Recommendations from the National Institute of Clinical Excellence (Nice) for the care of people with multiple sclerosis (MS) are "not being implemented" by the NHS, according to a major new report.
A national audit of NHS provision for MS sufferers, commissioned by the Royal College of Physicians and the MS Trust, has found that guidelines published in November 2003 are only achieving low levels of compliance.
The report claims that current service provision "is of low quality and inadequate quantity", with patients in some parts of the country finding themselves on a three to four year waiting list for necessary home services, such as a shower facility, resulting in severe lifestyle disruption and the potential for injuries in the meantime.

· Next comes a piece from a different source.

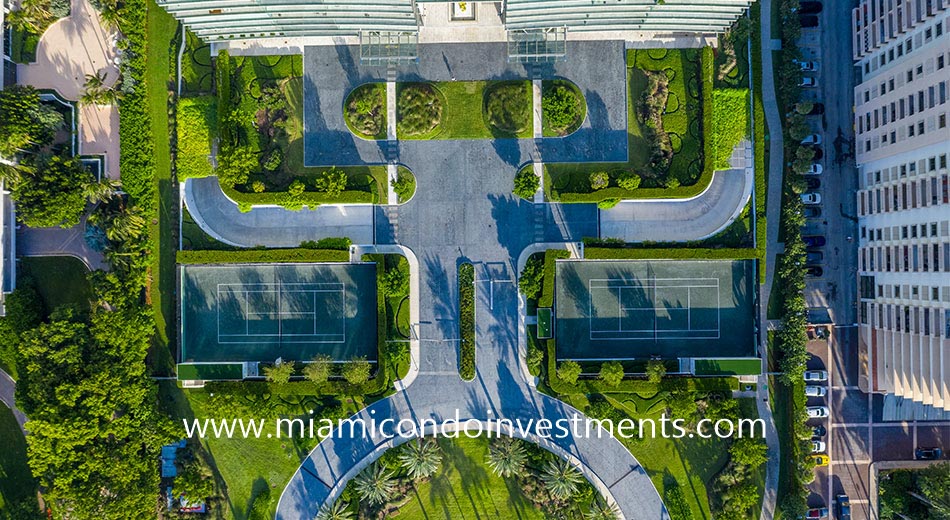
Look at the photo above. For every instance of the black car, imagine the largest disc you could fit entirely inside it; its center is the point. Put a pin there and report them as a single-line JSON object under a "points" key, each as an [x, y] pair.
{"points": [[928, 453], [809, 7], [843, 507]]}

"Most of the seven recommendations made in the Nice Guidelines are not complied with at present, there are few plans to change this, and the standard of data available within organisations would not allow them to monitor compliance or undertake change," the report states.
The audit, which looked at strategic health authorities, primary care trusts, NHS trusts and people with MS, suggests that MS care has "commanded low priority in the NHS", according to Professor Dame Carol Black, president of the Royal College of Physicians.
"It reminds us that merely setting service standards, without adequate arrangements for quality assurance, falls short of what patients are right to expect," she commented.
"Their needs will not be met without a stronger determined drive for service improvement, with means of measuring service performance, and identifiable accountability."
Christine Jones, chief executive of the MS Trust, said that the lack of progress within the NHS was "hugely frustrating".
She commented: "There are some pockets of excellent practice but services for people with MS are, in the main, in a very sorry state and we can ill-afford to waste two years in putting the situation right."